La finale est remarquable, même si on commence à sentir un peu de longueurs sur les derniers titres, Behemoth nous tient en haleine en s’éclipsant puis revenant sur scène paré d’effrayants masques noirs et cornus pendant In The Abscence Ov Light. « O Father, O Satan, O Sun ». Behemoth achève ainsi l’interprétation de son œuvre la plus récente en concert, dans une performance presque majestueuse.

Photo prêtée par Thorium.

Photo prêtée par Thorium.

Le coup de grâce en classiques

Généreux, le quatuor revient sur scène pour nous achever à coups d’anciens titres qui vont tout de suite faire réveiller la foule et agrandir le mosh-pit. Inferno envoie un court solo derrière ses fûts en guise d’introduction, et ils commencent avec le très punk/thrash Pure Evil and Hate, un titre des premières années du groupe, avant de revenir à son répertoire plus empreint de death metal comme Antichristian Phenomenon. Nergal s’adresse une dernière fois à la foule, mentionnant qu’en 25 ans de carrière, le Canada a toujours eu une place spéciale pour Behemoth. Et le groupe d’enchaîner avec le monstrueux Conquer All qui sèmera encore le chaos dans la fosse, pour finir avec un marathon final non moins apocalyptique, nous servant le très brutal Slaves Shall Serve avant de conclure avec Chant For Eschaton 2000.

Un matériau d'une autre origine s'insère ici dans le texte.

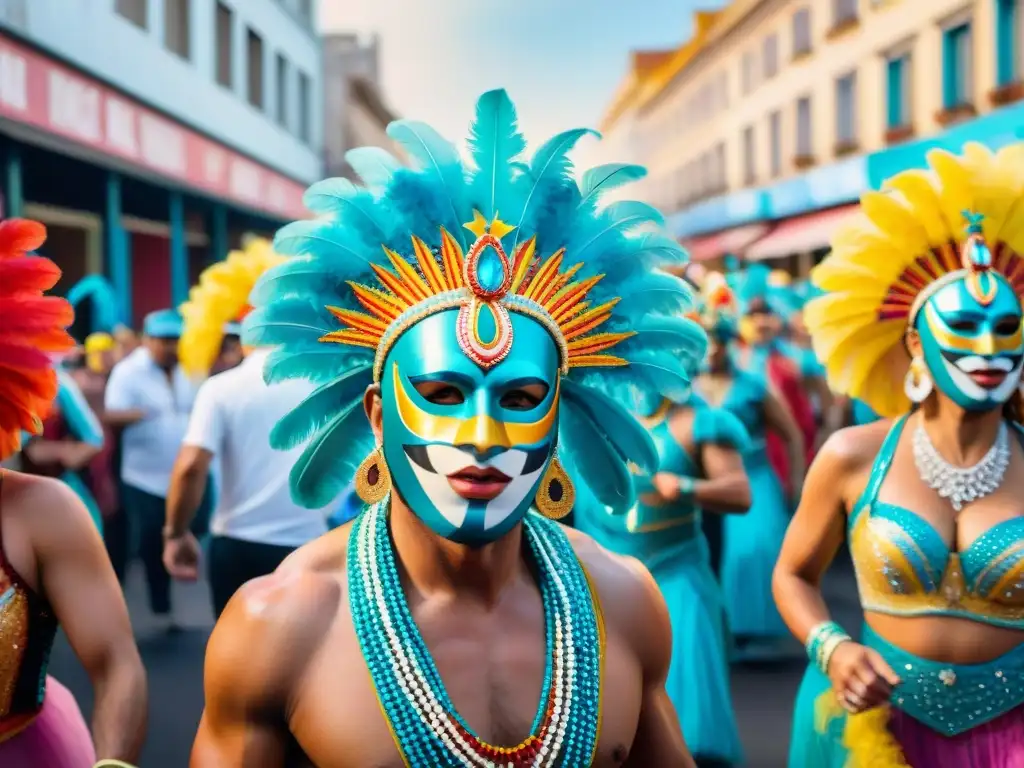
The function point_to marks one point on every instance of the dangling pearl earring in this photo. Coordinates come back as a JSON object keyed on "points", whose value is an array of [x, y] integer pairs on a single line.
{"points": [[918, 384]]}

Quelle performance ! Après tant d’albums et d’années de carrière, de tournées, Behemoth est au sommet de son art. A l’inverse de certains groupes déjà sur le déclin après 20 ans, tournant seulement pour profiter d’un nom et d’une image qui leur permettent de faire encore un peu d’argent en servant la même recette réchauffée et fatiguée, les Polonais se surpassent et gagnent encore en ampleur, en originalité, en créativité. Leur flamme infernale brûle plus que jamais. Que le métal extrême soit. Amen.

 

Myrkur : la beauté des contrastes

Tel un ange déchu brillant d’une couleur vive au milieu d’une messe noire, la chanteuse danoise Myrkur, Amalie Bruun de son vrai nom, avait la tâche difficile d’ouvrir le bal. Un choix de première partie assez audacieux musicalement, face à un parterre de métalleux à moitié convaincu. Issue du monde de la pop, Myrkur évolue dans un univers sombre et planant mêlant piano et chant lyrique à un black métal assez cru et mid-tempo. Malgré une dimension atmosphérique et quelques riffs intéressant, le tout reste efficace mais on voit le manque d’expérience du groupe et la jeunesse du projet. Le pauvre bassiste cassera une corde dès le premier morceau, et sera ovationné pour son changement de corde éclair.

C’est finalement le visuel et l’aura de la chanteuse qui sauveront le tout. Vêtue d’une petite robe rouge, la charmante blonde joue avec un contraste appréciable entre la douceur de son apparence et le caractère cru et déchiré de sa voix hurlée et gutturale. Même si l’utilité de sa guitare BC Rich est discutable, l’image de la guitare démoniaque sur l’ange de velours valait le détour. Myrkur performe clairement mieux dans son élément : le piano et le chant lyrique et mélodique, où elle délivre une excellente performance. Dommage que le public ne respecte pas vraiment les passages plus calmes où le brouhaha est perceptible. Il aura manqué un élément de plus pour captiver la foule.